Dozens of flights have been cancelled and hundreds of passengers are stranded after Stobart Air collapsed.
The Irish carrier ceased operations after a rescue deal failed.
What happens next? These are the key questions and answers.
Who was Stobart Air?
For most of its 51-year existence, the carrier was known as Aer Arann. It was created in 1970 to serve the island of Inishmore off the west coast of Ireland.
The carrier expanded, and Aer Lingus contracted Aer Arann to operate short-haul commuter links under the Aer Lingus Regional brand.
Like many regional airlines, the Dublin-based carrier faced financial challenges. In 2014 the Stobart Group took a majority share and the name changed to Stobart Air.
What went wrong?
At the start of 2020 the carrier was flying a busy network of flights for both Aer Lingus and Flybe, with further expansion plans. It operated nearly 1,000 flights a week.
But then the coronavirus pandemic spread across the world, and demand for air travel collapsed. Flybe failed on 5 March 2020, triggering the shutdown of the routes that Stobart Air was flying on its behalf.
As the crisis deepened, the airline’s operations fell by up to 94 per cent.
It moved in to fill some of the old Flybe routes to and from Belfast City airport, under the brand Aer Lingus Regional. But with tight travel restrictions in the four nations of the UK, Stobart Air continued to struggle financially.
An Isle of Man company, Ettyl, planned to rescue the carrier along with Carlisle Lake District airport.
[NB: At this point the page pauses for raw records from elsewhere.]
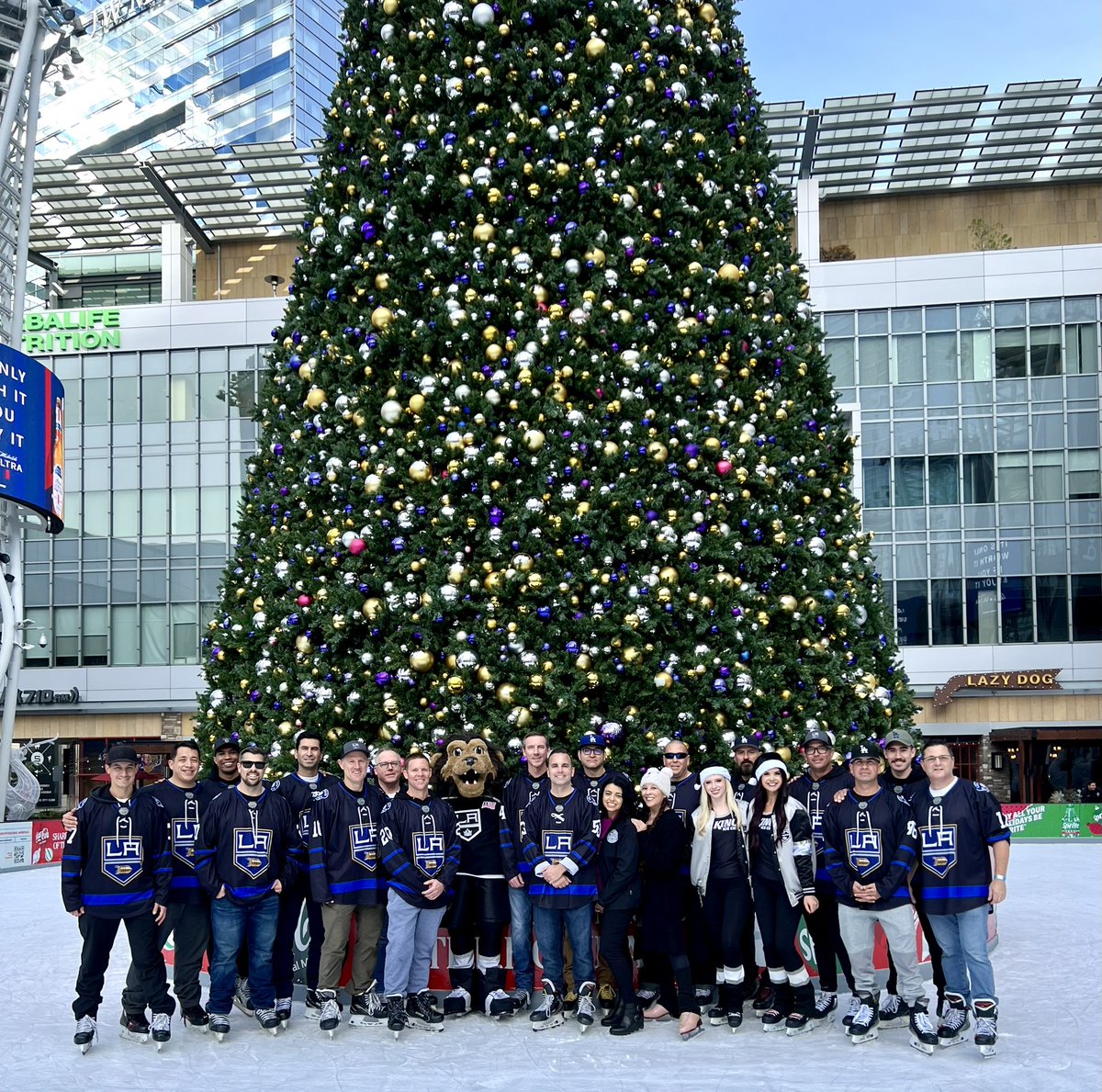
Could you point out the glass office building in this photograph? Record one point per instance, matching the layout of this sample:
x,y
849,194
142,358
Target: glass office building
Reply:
x,y
180,73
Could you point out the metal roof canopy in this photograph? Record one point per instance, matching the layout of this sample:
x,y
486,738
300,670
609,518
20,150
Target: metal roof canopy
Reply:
x,y
945,138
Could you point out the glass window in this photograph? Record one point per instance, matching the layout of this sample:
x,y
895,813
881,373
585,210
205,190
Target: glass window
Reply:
x,y
947,612
877,483
945,485
1083,349
1045,351
1085,608
1083,475
941,357
873,360
979,479
1009,354
982,611
1051,608
912,612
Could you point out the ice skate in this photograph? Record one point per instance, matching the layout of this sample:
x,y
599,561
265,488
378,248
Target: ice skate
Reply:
x,y
135,1027
330,1016
86,1034
986,1026
954,1023
863,1029
163,1030
924,1036
549,1014
397,1020
367,1009
457,1003
422,1012
587,1008
197,1016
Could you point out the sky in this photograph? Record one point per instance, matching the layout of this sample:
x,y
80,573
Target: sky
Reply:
x,y
811,50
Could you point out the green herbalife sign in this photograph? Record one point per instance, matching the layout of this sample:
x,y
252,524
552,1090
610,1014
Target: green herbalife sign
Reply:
x,y
72,331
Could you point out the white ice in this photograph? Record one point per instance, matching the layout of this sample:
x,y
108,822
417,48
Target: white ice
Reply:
x,y
1048,969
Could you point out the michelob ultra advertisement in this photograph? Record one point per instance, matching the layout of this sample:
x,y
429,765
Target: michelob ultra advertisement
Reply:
x,y
32,436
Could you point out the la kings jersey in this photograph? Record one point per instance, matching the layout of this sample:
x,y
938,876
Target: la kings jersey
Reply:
x,y
957,826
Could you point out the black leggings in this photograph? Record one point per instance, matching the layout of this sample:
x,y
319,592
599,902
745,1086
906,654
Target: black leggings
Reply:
x,y
726,909
613,948
777,922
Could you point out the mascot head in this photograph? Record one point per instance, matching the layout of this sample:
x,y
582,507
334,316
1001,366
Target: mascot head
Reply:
x,y
467,767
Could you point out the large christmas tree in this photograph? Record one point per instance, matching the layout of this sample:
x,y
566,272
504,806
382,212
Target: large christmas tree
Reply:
x,y
548,439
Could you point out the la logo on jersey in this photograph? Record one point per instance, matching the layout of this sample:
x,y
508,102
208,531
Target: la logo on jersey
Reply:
x,y
864,849
429,850
185,832
468,825
939,849
252,850
557,844
121,859
362,842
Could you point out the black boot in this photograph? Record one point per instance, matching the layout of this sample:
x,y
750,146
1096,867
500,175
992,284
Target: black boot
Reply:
x,y
631,1019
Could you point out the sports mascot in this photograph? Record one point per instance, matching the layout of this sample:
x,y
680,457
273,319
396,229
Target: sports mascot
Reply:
x,y
467,773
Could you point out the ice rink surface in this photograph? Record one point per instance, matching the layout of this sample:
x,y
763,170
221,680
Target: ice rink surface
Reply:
x,y
1048,968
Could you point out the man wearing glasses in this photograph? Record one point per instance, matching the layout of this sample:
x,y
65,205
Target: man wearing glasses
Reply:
x,y
248,850
815,789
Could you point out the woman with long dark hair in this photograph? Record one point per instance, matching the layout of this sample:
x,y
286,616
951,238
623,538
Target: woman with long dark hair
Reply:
x,y
782,875
617,897
720,871
662,844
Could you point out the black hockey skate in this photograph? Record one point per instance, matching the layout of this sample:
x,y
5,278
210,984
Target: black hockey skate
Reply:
x,y
422,1012
863,1029
86,1034
135,1027
986,1026
923,1034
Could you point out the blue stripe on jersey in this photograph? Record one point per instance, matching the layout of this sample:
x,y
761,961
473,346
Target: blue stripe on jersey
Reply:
x,y
563,892
129,898
954,893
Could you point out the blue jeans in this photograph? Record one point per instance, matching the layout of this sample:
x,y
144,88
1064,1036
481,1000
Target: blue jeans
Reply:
x,y
549,930
963,941
521,928
231,924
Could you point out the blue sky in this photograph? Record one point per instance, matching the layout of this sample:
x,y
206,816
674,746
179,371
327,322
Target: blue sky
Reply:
x,y
813,50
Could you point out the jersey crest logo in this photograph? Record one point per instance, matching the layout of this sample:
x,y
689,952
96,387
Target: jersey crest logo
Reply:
x,y
362,845
185,832
429,850
468,825
121,859
557,844
863,847
939,849
252,850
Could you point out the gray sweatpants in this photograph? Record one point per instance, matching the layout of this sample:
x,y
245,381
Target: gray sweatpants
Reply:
x,y
858,936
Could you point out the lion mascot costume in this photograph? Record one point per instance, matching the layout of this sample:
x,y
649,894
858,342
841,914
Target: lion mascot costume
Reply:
x,y
467,773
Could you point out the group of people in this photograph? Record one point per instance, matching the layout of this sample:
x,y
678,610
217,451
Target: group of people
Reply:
x,y
225,864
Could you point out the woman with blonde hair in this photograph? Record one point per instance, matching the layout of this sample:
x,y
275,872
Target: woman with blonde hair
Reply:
x,y
720,871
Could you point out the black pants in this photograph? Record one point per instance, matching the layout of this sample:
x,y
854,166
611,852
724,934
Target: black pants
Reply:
x,y
830,951
99,936
290,911
190,926
613,949
777,920
932,947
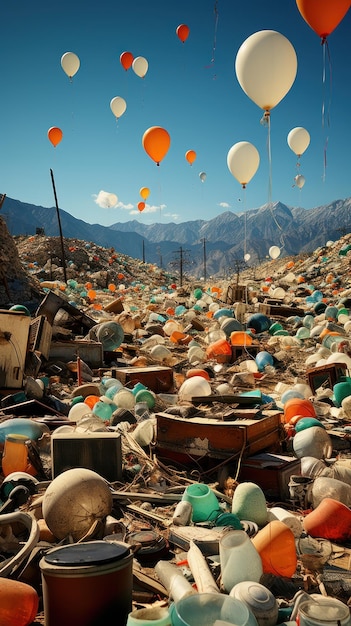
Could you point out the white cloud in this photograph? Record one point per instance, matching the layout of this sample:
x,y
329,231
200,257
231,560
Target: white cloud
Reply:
x,y
105,199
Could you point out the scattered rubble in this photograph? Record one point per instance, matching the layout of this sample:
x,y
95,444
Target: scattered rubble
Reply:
x,y
128,394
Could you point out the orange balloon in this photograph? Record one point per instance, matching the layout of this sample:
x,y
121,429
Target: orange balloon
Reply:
x,y
183,32
126,60
156,142
323,16
190,156
144,192
55,135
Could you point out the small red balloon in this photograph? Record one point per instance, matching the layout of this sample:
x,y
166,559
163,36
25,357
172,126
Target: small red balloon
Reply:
x,y
126,60
183,32
55,135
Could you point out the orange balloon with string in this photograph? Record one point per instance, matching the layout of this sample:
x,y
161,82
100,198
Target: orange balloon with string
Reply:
x,y
55,135
126,60
156,142
183,32
144,192
323,16
190,156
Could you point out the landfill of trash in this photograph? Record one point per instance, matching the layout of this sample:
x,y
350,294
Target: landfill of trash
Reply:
x,y
176,454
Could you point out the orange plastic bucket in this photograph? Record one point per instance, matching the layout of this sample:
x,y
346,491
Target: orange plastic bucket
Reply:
x,y
330,520
298,406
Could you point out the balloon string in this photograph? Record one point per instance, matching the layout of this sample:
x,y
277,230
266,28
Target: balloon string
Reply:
x,y
326,113
245,221
267,120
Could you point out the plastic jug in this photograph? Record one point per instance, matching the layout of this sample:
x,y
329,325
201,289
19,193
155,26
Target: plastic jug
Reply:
x,y
275,544
18,603
239,559
331,519
203,500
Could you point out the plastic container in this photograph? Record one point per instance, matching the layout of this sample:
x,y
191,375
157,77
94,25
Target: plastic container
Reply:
x,y
150,616
22,426
203,501
18,603
249,503
330,612
87,583
259,600
275,544
298,406
205,609
220,350
330,520
15,456
193,387
259,322
313,441
263,359
239,559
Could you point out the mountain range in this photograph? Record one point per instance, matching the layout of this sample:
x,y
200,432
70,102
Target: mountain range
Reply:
x,y
215,246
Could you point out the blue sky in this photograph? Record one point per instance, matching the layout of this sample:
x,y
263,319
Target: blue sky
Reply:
x,y
190,89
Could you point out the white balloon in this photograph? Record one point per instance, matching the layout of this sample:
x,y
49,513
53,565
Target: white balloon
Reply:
x,y
298,140
118,106
299,181
243,160
140,66
70,63
274,252
266,67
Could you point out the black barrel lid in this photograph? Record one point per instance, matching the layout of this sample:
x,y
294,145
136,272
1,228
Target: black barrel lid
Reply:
x,y
87,553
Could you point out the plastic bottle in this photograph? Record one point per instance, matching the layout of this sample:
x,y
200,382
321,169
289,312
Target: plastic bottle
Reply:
x,y
15,456
239,558
18,603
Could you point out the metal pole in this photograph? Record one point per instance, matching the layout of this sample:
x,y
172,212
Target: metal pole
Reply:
x,y
63,260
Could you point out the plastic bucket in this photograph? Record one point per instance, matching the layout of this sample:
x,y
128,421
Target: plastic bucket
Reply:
x,y
89,594
330,520
329,612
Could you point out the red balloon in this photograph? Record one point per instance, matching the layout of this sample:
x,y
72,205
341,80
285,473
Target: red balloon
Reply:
x,y
183,32
55,135
126,60
156,142
323,16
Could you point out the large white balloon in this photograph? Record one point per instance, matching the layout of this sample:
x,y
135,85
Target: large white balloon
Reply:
x,y
299,181
70,63
140,66
243,160
274,252
298,140
118,106
266,67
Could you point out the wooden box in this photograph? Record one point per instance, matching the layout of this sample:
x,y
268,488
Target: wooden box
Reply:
x,y
206,437
271,472
156,378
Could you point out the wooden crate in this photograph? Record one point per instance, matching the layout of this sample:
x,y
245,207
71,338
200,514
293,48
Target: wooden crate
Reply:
x,y
207,437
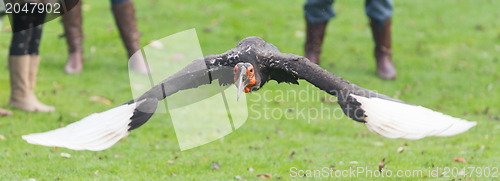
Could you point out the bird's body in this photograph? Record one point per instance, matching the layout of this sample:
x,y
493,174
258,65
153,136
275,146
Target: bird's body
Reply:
x,y
250,65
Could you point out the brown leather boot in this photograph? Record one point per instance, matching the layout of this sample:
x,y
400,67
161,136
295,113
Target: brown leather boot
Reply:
x,y
314,39
22,72
126,22
382,39
72,22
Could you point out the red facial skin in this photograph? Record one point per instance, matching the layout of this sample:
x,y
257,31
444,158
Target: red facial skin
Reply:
x,y
251,76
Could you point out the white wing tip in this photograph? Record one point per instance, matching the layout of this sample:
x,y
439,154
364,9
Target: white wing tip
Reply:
x,y
398,120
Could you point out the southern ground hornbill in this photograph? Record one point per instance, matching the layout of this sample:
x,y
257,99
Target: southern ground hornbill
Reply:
x,y
249,66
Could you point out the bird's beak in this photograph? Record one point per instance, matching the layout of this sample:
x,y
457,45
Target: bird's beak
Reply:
x,y
242,81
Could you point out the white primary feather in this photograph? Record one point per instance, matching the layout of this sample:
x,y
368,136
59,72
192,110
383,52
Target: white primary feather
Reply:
x,y
96,132
398,120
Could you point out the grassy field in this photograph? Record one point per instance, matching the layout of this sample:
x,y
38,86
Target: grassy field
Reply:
x,y
446,52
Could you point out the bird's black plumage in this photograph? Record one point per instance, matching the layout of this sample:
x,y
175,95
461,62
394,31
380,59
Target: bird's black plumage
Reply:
x,y
257,62
269,63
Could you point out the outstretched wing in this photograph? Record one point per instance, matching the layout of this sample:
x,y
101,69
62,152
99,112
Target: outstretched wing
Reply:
x,y
381,114
102,130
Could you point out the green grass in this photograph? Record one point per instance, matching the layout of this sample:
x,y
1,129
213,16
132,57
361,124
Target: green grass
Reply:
x,y
446,52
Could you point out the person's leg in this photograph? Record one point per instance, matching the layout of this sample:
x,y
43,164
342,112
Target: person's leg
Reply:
x,y
72,21
3,112
22,67
380,12
317,14
124,13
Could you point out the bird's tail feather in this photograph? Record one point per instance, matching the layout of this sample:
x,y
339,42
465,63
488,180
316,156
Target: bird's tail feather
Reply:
x,y
96,132
398,120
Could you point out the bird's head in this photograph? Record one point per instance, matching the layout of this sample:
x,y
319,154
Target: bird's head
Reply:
x,y
244,77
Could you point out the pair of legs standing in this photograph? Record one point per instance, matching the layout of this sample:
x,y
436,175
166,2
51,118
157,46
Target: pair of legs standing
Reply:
x,y
123,11
319,12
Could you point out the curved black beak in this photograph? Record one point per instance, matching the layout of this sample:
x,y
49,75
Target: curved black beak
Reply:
x,y
242,81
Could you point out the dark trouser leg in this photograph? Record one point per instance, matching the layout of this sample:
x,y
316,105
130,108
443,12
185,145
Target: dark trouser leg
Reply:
x,y
23,62
317,14
380,12
72,21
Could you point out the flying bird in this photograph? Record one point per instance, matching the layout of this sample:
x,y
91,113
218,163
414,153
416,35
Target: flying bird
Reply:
x,y
249,66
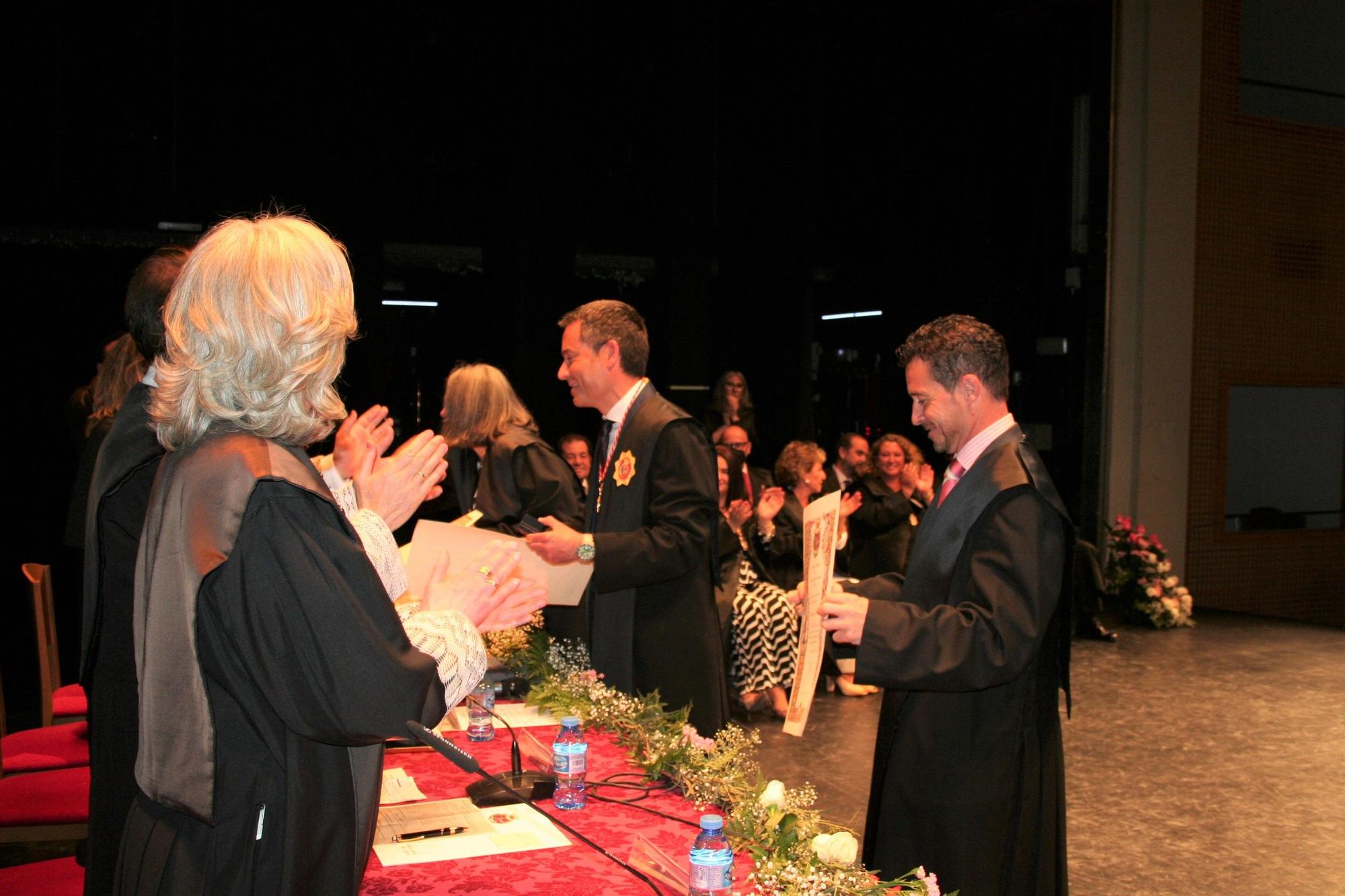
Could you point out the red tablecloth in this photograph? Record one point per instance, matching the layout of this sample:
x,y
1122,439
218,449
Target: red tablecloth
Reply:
x,y
572,870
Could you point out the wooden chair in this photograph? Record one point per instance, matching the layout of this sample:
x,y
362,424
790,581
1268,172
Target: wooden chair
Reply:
x,y
50,877
42,748
69,702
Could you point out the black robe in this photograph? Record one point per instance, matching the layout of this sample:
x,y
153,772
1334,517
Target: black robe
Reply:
x,y
652,615
520,474
973,649
306,671
882,530
118,499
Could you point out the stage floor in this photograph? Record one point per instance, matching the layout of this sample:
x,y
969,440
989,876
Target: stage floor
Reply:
x,y
1210,759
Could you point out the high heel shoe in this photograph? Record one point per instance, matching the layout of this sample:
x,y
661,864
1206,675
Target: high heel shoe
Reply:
x,y
779,702
755,701
851,689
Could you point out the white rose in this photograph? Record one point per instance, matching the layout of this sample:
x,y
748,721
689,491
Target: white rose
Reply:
x,y
773,795
837,849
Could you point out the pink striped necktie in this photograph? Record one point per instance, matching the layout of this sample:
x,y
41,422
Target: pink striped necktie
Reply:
x,y
950,479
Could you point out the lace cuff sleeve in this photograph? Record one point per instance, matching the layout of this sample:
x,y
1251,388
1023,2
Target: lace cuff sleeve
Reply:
x,y
373,533
454,642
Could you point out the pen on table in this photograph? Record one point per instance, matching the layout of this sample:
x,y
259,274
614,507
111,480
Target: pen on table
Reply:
x,y
426,834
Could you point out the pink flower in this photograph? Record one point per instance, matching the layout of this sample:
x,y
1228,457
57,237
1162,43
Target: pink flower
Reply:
x,y
930,880
693,737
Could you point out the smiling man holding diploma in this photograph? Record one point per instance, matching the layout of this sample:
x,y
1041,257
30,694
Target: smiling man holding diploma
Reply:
x,y
974,646
652,516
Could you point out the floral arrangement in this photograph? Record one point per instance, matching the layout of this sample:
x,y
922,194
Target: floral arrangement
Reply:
x,y
1140,573
796,850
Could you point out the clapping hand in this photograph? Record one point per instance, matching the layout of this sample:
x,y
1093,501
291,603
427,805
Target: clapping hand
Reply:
x,y
486,591
919,478
771,503
358,435
739,513
393,487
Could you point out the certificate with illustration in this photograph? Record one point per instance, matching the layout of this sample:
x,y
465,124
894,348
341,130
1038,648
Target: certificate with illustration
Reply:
x,y
821,522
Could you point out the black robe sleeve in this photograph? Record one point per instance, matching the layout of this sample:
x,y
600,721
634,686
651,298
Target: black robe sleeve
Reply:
x,y
987,633
681,513
880,512
302,614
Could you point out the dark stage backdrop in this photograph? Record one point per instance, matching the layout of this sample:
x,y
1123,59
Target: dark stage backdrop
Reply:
x,y
735,175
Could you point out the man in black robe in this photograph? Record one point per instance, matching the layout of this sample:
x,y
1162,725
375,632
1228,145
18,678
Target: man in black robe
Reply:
x,y
653,516
118,501
973,647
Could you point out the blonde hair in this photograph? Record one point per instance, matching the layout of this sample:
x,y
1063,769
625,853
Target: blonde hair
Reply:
x,y
909,448
479,404
120,370
796,462
255,334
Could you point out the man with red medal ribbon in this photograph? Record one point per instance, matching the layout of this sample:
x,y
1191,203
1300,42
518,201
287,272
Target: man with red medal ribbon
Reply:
x,y
653,512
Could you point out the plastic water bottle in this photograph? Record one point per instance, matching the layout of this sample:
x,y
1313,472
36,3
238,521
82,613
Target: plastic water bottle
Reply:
x,y
570,762
712,860
479,725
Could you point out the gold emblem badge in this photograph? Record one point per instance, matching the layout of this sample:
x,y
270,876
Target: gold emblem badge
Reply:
x,y
625,471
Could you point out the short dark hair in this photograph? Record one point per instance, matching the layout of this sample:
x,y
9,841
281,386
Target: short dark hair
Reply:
x,y
611,321
847,440
147,294
960,345
735,459
796,462
574,436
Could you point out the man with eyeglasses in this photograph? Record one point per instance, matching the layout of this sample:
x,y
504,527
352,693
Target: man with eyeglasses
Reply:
x,y
754,478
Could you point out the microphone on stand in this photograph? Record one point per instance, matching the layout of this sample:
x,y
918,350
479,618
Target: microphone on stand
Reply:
x,y
465,760
536,784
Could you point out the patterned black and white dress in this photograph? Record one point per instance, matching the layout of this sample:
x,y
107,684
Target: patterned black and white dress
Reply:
x,y
766,633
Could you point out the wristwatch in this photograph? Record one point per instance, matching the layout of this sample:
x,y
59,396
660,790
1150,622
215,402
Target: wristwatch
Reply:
x,y
587,551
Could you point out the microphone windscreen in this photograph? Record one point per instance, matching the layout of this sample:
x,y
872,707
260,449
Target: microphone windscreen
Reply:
x,y
451,751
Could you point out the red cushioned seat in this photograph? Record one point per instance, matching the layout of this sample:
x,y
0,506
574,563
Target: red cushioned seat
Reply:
x,y
45,798
54,877
69,701
46,748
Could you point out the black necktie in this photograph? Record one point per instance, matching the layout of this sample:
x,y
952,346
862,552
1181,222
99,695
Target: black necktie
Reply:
x,y
605,443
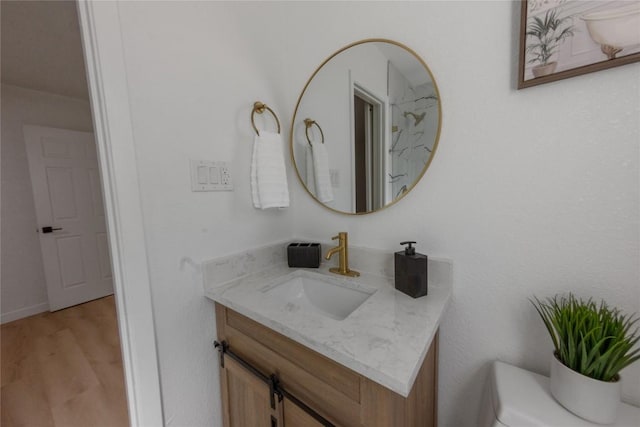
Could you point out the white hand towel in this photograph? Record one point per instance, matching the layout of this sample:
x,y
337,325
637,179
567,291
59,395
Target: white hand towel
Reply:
x,y
269,187
324,191
310,179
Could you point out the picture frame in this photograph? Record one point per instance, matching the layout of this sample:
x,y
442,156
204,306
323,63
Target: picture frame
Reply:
x,y
567,38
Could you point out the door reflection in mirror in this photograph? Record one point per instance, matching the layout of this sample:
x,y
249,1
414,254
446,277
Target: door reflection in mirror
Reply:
x,y
380,110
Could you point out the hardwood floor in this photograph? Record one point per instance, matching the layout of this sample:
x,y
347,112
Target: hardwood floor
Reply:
x,y
63,369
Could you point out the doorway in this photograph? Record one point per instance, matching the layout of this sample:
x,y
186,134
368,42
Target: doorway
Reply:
x,y
369,150
44,83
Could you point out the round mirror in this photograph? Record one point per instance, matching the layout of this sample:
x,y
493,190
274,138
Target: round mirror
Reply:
x,y
366,126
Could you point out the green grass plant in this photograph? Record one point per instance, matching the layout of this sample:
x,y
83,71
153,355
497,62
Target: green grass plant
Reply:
x,y
590,339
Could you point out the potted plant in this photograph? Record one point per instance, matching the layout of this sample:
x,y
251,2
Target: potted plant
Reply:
x,y
548,34
593,343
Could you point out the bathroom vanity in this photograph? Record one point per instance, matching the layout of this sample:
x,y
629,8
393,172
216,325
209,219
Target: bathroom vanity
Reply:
x,y
340,395
360,354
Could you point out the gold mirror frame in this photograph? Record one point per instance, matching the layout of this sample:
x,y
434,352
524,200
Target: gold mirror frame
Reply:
x,y
304,89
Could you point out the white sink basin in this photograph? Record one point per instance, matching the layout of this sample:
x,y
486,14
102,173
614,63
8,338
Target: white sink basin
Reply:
x,y
308,291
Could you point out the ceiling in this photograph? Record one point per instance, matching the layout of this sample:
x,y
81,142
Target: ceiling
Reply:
x,y
41,47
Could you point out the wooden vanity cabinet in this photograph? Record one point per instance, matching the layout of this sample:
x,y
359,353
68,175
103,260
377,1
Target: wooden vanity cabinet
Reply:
x,y
340,395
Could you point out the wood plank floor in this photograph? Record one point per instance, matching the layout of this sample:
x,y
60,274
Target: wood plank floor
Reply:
x,y
63,369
But the hoped-for financing was not forthcoming, leading Stobart Air’s board to take the “necessary, unavoidable and difficult decision” to liquidate the company.
Ashley Connolly, national secretary of the Fórsa trade union, said: “Loyal and long-service Stobart staff, who have been through 16 months of financial hardship and uncertainty, are devastated this morning.” Almost 500 workers have lost their jobs.
I have a ticket for an Aer Lingus Regional flight. What can I do?
It depends if the flight is going ahead. Initially Aer Lingus said services linking Belfast City airport with Birmingham, East Midlands, Edinburgh, Exeter, Leeds Bradford and Manchester were all cancelled, along with Stobart Air flights to and from Dublin.
Aer Lingus will fly Airbus jets on some former Stobart Air routes on Sunday 13 and Monday14 June: from Belfast City to Birmingham, Edinburgh and Manchester, and between Dublin and Edinburgh.
Do not go to the airport hoping to fly. unless you are sure the flight is operating.
My flight has definitely been cancelled.
If you are stranded and need to travel urgently, see if there is a suitable “rescue fare” available on another airline. These are traditionally put in place after a carrier collapse.
For example Loganair is offering a low last-minute fare of £60, including a checked bag, on its links to and from Belfast City. While there are no exact route replacements, passengers booked to Edinburgh might fly to Dundee; or Leeds Bradford-bound travellers could go to Teesside.
Ryanair is offering £40 rescue fares for routes between Dublin and Edinburgh, Glasgow and Manchester – including at airport ticket desks.
They are valid for travel originally booked for June, July or August but must be purchased by midnight on Tuesday 15June.
The Independent has asked easyJet if it will offer rescue fares on its flights from Belfast International to Birmingham, Manchester and Edinburgh.
What if I just want a refund?
Aer Lingus, which remains a solid airline as part of IAG, will provide your money back – though with thousands of advance bookings it may take some time. There should be no need to contact your credit card firm or travel insurer, if you have one.
I still need to travel but the alternatives are much more expensive.
If you are unable to avail of a rescue fare that is sadly inevitable. Had the flights been cancelled with the airline remaining a going concern, the carrier would need to find alternative transportation for you. But since Stobart Air is in liquidation, that will not happen.
Where are the implications for aviation across the Irish Sea?
In the short term, grim. Post-Flybe connectivity at Belfast City had just about been restored to previous levels (though not with the same frequency due to coronavirus restrictions), and links with Cardiff, Glasgow and Newquay were due to start this summer.
Other planned routes to and from Dublin, serving Cardiff and Exeter, are now shelved.
But other airlines will step in to fill the links deemed to have the best prospects. Aer Lingus may accelerate its planned deal with Emerald to take over its Regional routes in 2022 – and possibly step in itself offering jet flights on key feeder routes between Dublin regional airports in Britain.
The airline schedule analyst Sean Moulton said: “With Covid reducing the demand for travel, it may be a long road ahead for the airports of Ireland and Northern Ireland to rebuild. A number of options are out there – plus maybe some surprises – but how long it takes for all these routes to return is unknown.”
Are other airlines in jeopardy?
In general, yes – because they have been losing money continuously for 15 months. However if one airline collapses, this does not usually signal a domino effect of further failures.
Quite the contrary: removing a weaker player can strengthen the prospects of those who remain.